I always suspected what Radio-Darn has confirmed, that English-language stations purposely distort La Hora Nacional so American listeners will not associate it with their local radio station. I've noticed stations aimed at U.S. listeners, both in English and Spanish, join it late, end it early and don't list it on their website schedules.
Those times I've listened to it, it certainly is a dramatic show. There are flourishes of orchestrated music and what sounds like dramatic re-enactments of scenes from Mexican history. It is a throwback to 1940s radio dramas and documentaries.

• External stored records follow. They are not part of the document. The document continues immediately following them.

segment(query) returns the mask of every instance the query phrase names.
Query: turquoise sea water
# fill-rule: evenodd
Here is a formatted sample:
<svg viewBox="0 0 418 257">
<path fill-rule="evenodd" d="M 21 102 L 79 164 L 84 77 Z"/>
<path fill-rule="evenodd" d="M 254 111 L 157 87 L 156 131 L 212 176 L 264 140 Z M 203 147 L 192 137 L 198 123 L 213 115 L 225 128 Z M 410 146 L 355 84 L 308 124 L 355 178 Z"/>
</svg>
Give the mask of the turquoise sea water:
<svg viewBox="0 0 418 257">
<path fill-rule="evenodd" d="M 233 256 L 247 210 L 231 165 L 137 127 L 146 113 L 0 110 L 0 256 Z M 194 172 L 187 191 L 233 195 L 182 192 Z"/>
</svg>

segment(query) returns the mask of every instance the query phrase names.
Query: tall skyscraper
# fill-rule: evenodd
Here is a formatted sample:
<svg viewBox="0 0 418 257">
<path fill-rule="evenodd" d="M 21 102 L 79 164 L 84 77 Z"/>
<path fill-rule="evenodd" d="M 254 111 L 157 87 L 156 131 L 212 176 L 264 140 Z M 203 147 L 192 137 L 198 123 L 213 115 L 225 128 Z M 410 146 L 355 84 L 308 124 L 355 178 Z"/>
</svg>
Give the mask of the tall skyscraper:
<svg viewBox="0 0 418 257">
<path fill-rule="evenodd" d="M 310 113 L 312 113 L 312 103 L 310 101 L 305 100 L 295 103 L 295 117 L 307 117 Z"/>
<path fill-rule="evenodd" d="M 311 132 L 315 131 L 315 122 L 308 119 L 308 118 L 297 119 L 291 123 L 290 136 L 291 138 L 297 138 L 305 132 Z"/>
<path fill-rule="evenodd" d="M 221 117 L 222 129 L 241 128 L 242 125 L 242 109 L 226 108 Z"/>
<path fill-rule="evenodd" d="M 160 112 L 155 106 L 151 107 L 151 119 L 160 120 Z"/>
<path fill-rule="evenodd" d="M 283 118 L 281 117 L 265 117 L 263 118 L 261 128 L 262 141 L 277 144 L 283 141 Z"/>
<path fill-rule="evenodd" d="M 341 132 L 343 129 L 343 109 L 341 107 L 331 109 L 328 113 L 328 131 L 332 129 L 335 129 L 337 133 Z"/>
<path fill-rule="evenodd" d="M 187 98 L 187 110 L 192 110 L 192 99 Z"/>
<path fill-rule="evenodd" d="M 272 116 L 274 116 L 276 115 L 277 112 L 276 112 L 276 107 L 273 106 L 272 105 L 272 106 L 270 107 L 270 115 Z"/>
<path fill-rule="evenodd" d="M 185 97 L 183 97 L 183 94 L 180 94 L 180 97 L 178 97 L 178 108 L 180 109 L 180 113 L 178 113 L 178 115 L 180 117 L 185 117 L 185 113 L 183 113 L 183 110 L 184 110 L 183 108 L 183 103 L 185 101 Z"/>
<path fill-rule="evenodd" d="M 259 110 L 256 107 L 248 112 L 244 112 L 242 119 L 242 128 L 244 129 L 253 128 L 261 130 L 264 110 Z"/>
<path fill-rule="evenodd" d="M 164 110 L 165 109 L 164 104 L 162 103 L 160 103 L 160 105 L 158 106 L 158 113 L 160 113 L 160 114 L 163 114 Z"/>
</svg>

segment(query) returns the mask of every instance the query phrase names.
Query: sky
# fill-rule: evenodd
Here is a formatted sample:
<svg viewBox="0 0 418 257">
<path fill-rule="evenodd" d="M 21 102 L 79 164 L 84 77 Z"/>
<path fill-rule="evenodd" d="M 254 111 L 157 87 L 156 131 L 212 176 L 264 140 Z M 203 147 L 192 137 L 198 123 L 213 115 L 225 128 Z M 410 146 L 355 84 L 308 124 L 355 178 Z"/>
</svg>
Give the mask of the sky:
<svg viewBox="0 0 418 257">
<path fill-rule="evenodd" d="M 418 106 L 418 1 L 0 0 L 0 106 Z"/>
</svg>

When I used to listen to both XETRA-AM (Top 40) and FM (Modern Rock), both stations found benefits and negatives about being licensed to Mexico, in addition to having to air La Hora. While their U.S. counterparts had to stop the music in morning drive for news and traffic reports, neither station did. The U.S. stations had to do some news and traffic to show the FCC they were serving the public, even after the FCC stopped mandating a certain percentage of the broadcast day be devoted to news and information. The Mighty 690 simply played music with the DJ chatting, doing some contest and playing commercials. Same for 91X. Today I don't know if 91X, Z90, 92.5 or the Spanish-language stations aimed at U.S. listeners do any news in the morning, feeling they should do it to be competitive. But it's purely a programming decision. It's not required as it is on American-licensed stations.
So for Mexican-licensed stations, you don't have to do news or traffic if you don't want to. But you do have to play La Hora Nacional on Sunday nights. And give the legal I.D. in Spanish, is it every 90 minutes? And throw in some Mexican Tourism PSAs as a goodwill gesture.